Chubb Commercial Insurance (CCI) premiums, which accounted for 37% of Chubb’s 2003 net written premiums, grew 21% to $4.11 billion. Excluding the A&E charges in both years, the combined ratio improved to 89.2% in 2003 from 93.1% in 2002. Including the A&E charges, the combined ratio was 95.9% in 2003 and 118.6% in 2002. Catastrophe losses accounted for 2.4 percentage points of the combined ratio in 2003, compared to 2.2 points in 2002.

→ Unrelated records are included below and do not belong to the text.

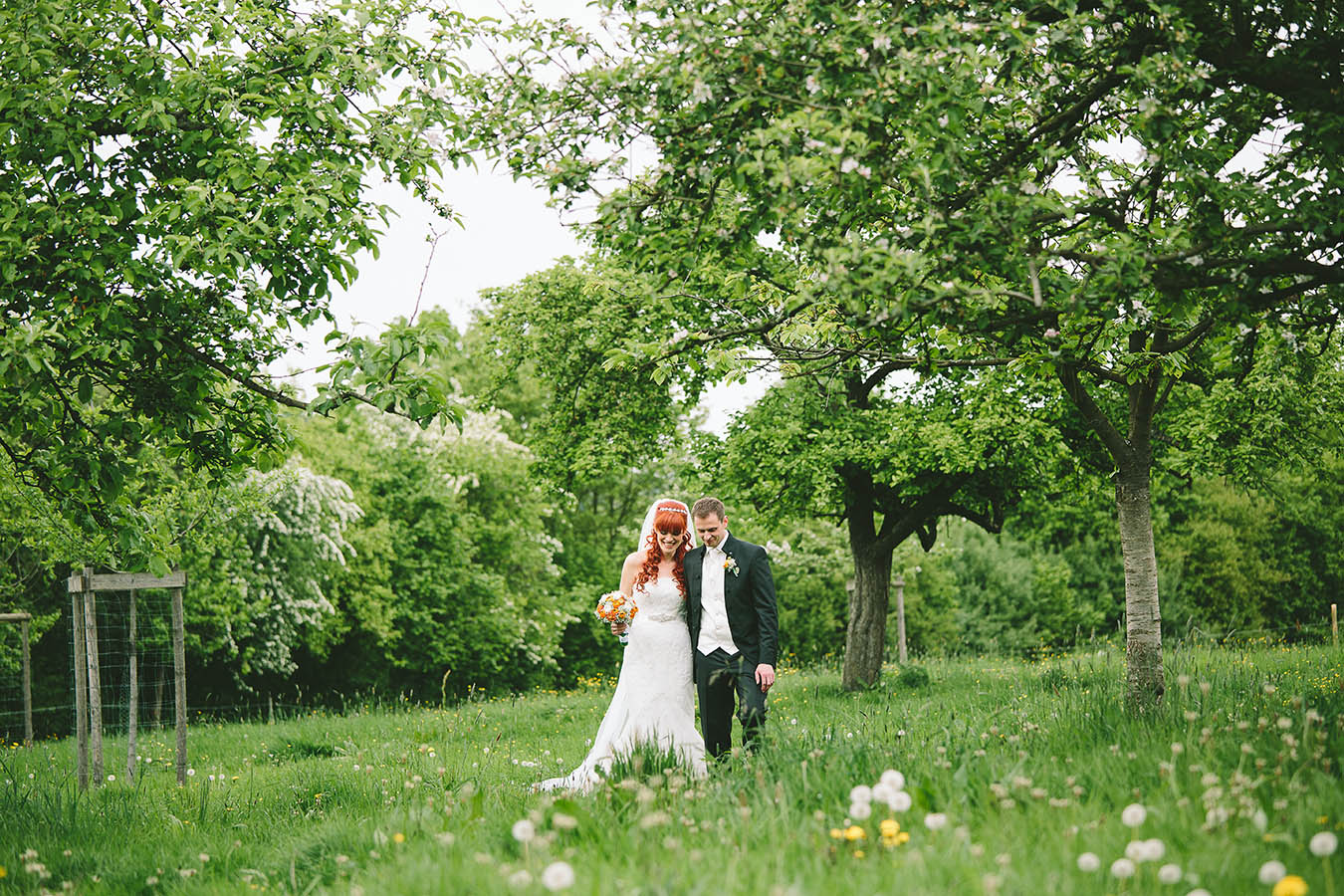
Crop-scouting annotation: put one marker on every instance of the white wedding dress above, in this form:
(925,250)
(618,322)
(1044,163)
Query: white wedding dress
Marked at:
(653,703)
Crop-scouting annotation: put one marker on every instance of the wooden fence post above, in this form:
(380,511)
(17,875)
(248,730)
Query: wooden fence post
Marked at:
(81,661)
(179,668)
(133,710)
(95,684)
(901,618)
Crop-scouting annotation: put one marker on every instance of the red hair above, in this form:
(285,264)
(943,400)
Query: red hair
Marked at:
(667,518)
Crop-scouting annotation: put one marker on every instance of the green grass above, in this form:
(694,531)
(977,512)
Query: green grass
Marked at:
(1031,762)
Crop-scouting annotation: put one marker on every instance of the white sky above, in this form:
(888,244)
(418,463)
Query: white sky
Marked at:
(507,233)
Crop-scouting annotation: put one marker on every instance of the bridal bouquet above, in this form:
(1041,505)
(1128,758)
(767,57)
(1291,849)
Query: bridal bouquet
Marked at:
(614,607)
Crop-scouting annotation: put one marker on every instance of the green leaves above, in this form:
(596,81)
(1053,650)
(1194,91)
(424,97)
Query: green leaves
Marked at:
(179,188)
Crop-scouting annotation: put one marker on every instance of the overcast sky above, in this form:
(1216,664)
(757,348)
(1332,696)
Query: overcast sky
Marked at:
(507,231)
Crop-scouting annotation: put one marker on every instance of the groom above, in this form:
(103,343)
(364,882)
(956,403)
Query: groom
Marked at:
(734,627)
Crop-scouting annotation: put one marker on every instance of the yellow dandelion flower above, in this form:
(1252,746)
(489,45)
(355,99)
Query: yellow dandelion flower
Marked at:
(1290,885)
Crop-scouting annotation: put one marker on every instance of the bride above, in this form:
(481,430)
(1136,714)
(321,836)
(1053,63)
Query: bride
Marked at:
(653,703)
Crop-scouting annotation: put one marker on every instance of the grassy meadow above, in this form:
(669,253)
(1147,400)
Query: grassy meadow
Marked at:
(1027,765)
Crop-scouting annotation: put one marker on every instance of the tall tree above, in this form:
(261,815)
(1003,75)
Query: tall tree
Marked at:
(887,465)
(1110,193)
(180,184)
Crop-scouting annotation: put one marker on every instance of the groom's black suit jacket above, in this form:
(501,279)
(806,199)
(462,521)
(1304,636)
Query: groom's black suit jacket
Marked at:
(749,598)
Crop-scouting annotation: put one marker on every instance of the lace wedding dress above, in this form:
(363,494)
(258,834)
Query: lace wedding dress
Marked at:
(653,703)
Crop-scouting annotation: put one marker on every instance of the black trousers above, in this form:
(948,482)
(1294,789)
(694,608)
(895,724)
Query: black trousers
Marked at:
(719,679)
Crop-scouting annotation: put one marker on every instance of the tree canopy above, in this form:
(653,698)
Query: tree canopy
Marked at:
(1112,193)
(180,187)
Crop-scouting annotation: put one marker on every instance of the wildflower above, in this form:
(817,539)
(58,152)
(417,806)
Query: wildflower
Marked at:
(1324,844)
(558,876)
(1290,885)
(1271,872)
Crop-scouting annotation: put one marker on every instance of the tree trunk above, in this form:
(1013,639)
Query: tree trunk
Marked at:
(1143,618)
(866,638)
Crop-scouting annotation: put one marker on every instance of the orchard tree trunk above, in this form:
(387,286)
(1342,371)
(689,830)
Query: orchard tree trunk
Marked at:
(1143,617)
(1132,453)
(866,635)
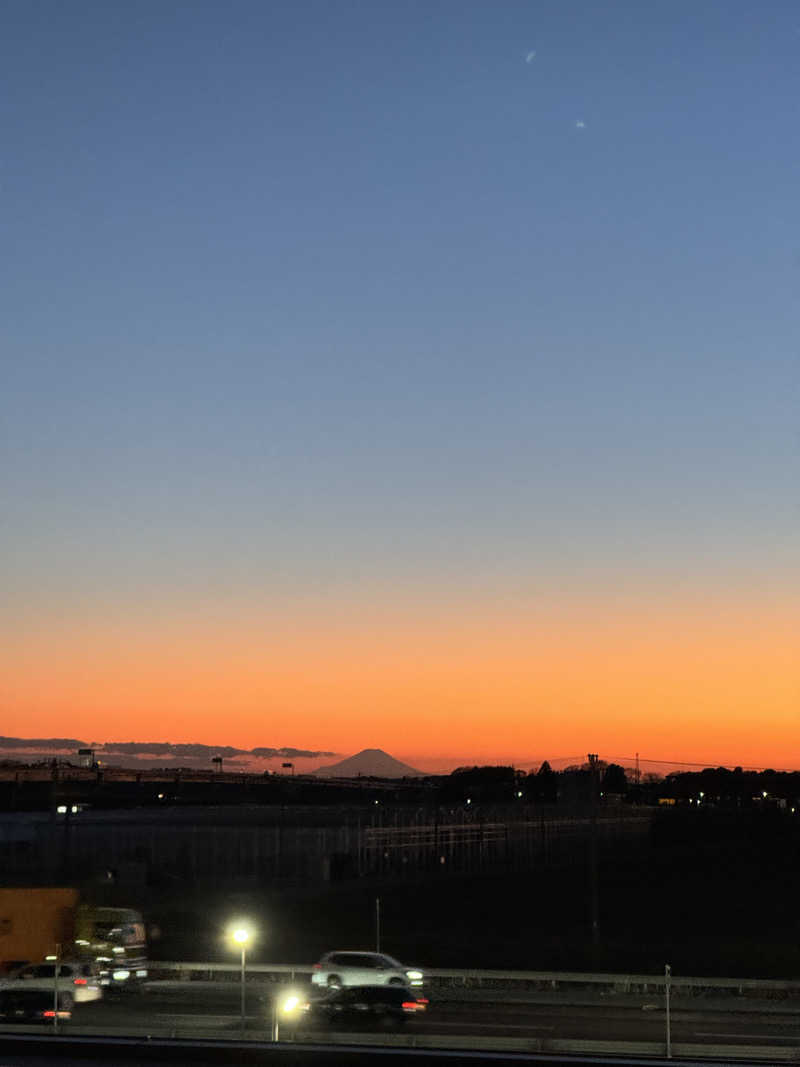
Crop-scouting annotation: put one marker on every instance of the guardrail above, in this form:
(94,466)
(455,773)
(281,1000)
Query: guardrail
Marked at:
(537,981)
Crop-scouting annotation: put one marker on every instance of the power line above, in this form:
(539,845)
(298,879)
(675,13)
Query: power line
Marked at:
(710,765)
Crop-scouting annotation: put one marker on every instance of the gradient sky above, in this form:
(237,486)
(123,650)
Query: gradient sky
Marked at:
(369,381)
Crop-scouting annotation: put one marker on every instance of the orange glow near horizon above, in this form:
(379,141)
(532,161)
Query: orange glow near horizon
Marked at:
(700,684)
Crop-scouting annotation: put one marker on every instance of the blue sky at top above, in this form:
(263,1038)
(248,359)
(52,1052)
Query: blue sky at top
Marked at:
(302,296)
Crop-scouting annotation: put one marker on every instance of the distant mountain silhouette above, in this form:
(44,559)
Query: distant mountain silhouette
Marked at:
(369,763)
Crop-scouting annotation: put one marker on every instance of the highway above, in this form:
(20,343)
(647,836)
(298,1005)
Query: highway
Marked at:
(210,1009)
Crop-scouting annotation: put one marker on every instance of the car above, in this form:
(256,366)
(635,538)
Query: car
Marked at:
(363,969)
(360,1006)
(34,985)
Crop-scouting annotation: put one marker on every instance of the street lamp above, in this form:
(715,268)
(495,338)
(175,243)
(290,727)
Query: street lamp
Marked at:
(241,935)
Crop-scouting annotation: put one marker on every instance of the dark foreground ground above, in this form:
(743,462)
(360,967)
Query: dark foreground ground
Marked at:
(708,898)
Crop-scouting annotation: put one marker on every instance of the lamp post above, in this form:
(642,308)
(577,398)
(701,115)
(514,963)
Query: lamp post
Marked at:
(241,936)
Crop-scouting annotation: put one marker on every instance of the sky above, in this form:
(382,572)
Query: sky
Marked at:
(413,376)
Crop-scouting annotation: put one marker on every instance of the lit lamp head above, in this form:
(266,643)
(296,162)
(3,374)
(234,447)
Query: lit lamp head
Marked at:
(241,935)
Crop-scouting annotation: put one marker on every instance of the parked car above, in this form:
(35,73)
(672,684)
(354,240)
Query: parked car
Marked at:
(360,1006)
(363,969)
(31,989)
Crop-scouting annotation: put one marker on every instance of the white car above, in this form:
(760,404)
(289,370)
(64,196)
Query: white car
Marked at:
(363,969)
(78,983)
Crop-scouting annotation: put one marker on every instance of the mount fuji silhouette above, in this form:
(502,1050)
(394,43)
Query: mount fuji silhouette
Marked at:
(369,763)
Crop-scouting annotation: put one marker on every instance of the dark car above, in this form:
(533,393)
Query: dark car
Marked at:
(20,1005)
(362,1006)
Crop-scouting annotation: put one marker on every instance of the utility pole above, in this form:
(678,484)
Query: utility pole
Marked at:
(593,849)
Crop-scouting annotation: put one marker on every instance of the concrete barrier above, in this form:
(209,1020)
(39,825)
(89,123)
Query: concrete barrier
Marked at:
(443,977)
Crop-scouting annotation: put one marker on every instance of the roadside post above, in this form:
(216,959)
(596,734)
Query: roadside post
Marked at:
(667,990)
(56,989)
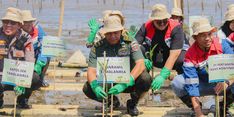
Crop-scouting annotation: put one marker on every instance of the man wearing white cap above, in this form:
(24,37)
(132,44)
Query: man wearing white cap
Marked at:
(176,14)
(117,45)
(36,32)
(96,34)
(193,83)
(226,32)
(15,44)
(166,39)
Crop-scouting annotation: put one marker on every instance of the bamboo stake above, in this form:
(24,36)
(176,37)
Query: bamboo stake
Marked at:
(224,101)
(104,85)
(188,7)
(175,4)
(221,7)
(54,76)
(217,105)
(61,18)
(15,101)
(111,114)
(182,6)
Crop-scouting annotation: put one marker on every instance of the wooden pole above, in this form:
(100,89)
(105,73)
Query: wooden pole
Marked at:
(224,101)
(202,8)
(61,18)
(15,101)
(182,6)
(217,105)
(104,85)
(175,4)
(111,114)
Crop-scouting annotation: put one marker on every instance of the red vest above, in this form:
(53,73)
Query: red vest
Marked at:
(150,30)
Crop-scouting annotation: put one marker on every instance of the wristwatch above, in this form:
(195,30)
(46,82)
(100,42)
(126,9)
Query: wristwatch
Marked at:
(227,82)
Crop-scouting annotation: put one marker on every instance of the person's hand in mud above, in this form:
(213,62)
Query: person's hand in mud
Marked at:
(19,90)
(220,87)
(98,90)
(119,88)
(94,27)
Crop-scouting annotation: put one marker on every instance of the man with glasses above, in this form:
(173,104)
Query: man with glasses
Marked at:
(165,38)
(15,44)
(117,44)
(193,83)
(36,32)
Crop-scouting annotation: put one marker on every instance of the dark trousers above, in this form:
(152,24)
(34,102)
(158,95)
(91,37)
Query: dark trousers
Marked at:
(159,59)
(36,84)
(142,85)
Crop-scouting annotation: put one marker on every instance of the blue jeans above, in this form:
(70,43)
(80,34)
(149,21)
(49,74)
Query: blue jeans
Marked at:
(204,88)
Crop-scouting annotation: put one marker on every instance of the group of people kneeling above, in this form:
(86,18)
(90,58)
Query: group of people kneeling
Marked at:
(162,35)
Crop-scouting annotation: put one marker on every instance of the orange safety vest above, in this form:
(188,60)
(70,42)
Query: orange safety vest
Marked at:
(150,30)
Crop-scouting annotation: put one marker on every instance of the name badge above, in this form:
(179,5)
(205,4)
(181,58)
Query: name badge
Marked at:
(18,53)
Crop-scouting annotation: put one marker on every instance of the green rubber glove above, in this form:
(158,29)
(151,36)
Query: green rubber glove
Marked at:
(19,90)
(94,27)
(98,90)
(119,88)
(148,64)
(38,66)
(159,80)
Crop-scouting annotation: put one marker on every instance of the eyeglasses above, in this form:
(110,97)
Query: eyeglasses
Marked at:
(161,22)
(9,22)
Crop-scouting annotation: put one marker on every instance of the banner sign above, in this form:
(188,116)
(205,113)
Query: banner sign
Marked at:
(17,73)
(221,67)
(118,69)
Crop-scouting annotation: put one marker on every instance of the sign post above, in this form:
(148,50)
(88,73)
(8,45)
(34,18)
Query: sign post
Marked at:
(17,73)
(220,69)
(112,70)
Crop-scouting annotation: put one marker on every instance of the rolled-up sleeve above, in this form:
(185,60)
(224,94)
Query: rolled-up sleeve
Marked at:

Chubb Specialty Insurance (CSI) premiums, which accounted for 40% of Chubb’s total 2003 premiums, grew 31% to $4.37 billion. The combined ratio improved to 100.0% in 2003 from 101.8% in 2002.
Chubb Personal Insurance (CPI) premiums, which accounted for 23% of Chubb’s total 2003 premiums, grew 12% to $2.59 billion. CPI’s combined ratio was 98.2% in 2003 and 97.2% in 2002. Catastrophe losses accounted for 7.9 percentage points of the combined ratio in 2003, compared to 1.5 points in 2002.
For the 12 months ended Dec. 31, 2003, property and casualty investment income after taxes increased 10.8% to $843.1 million from $760.6 million.